Subject: Ex-E. Timor Governor Denies Role in Pro-Jakarta Violence

Received from Joyo Indonesia News

Ex-East Timor Leader Denies Role

By IRWAN FIRDAUS

JAKARTA, Indonesia, July 4 (AP) - A former Indonesian governor of East Timor took the stand Thursday and denied responsibility for the violence that shook the province as it voted for independence in 1999.

Meanwhile, an attorney for militia leader Eurico Guterres - who is being tried separately - rejected charges that Guterres had ordered his men to kill pro-independence activists.

Guterres and former governor Abilio Soares are among 18 high-ranking Indonesian officials and militia leaders who face charges that they incited or allowed the violence in East Timor. If convicted, they could be sentenced to death.

The United Nations has blamed Indonesia's army and its militia proxies for the campaign of killing, burning and looting that devastated the province after the independence vote.

Soares told the five-judge panel that he only learned about the bloodshed in which about 1,000 people died from reports he received from his subordinates.

``I knew from the reports I received that 30 percent of Dili was in ruins,'' Soares said. ``But I don't know who was responsible for burning the city.''

Soares admitted he had attended a rally by pro-Indonesian gangs in front of his office in April 1999, where Guterres spoke. But Soares said he only found out later that Guterres and his men had attacked the house of a pro-independence leader Manuel Carrascalao, killing 11 people.

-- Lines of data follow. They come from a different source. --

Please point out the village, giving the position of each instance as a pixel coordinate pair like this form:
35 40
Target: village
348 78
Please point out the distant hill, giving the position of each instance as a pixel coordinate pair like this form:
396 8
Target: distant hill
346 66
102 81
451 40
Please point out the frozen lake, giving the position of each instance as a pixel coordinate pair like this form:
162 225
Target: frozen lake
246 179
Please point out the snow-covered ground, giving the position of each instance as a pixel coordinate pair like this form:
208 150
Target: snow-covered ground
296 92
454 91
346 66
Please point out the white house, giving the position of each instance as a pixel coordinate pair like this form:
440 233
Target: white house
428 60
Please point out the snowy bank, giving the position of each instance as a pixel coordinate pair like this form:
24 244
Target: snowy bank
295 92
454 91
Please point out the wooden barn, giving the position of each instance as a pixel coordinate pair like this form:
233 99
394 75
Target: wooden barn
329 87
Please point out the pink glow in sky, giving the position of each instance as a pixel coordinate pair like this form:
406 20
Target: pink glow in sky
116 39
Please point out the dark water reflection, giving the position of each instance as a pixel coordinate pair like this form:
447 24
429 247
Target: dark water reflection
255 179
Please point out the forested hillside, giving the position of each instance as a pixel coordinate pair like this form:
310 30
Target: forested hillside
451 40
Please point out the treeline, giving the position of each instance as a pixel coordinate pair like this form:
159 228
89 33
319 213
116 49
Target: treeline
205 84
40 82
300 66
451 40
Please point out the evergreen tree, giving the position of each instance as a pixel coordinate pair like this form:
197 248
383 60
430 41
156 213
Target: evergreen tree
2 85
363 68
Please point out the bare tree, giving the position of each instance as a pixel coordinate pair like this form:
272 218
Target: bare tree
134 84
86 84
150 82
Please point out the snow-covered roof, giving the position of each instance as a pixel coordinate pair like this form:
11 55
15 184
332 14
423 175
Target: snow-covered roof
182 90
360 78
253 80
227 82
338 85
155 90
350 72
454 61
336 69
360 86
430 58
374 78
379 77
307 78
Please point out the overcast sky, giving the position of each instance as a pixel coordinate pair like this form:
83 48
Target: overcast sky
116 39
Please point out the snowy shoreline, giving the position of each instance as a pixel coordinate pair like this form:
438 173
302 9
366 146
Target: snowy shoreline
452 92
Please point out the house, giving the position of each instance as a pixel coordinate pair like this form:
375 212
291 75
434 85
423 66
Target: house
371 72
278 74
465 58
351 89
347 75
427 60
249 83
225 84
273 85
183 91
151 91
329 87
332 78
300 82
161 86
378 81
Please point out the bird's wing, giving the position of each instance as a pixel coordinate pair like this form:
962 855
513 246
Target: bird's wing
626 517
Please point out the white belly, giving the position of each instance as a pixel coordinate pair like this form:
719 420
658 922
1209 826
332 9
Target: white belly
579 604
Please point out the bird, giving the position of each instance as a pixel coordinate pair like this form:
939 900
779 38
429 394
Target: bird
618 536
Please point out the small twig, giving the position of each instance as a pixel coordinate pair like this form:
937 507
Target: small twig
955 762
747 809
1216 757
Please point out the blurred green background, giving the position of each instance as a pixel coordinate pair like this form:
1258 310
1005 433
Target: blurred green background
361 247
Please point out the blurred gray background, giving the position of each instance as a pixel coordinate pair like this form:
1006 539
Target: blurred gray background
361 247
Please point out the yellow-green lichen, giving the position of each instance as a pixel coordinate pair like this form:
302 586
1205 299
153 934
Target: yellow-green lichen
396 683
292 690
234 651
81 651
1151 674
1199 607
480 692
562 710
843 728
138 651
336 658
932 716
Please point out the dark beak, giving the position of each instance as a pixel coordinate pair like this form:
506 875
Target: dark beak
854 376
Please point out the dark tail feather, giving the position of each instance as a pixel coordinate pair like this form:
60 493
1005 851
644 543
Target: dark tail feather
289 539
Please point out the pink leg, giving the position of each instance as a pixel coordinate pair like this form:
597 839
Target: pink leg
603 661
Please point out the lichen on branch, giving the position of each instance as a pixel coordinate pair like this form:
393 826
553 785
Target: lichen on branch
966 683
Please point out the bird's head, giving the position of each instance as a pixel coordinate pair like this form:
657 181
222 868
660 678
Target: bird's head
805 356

``I always tried to prevent clashes,'' he said. ``But the situation at the time was an emergency. Sometimes my efforts worked, sometimes they did not.''

Jakarta has been under intense pressure to punish those responsible for the destruction of East Timor. Critics are skeptical, however, that any of the defendants will see justice in Indonesian courts, which are considered corrupt and poorly run.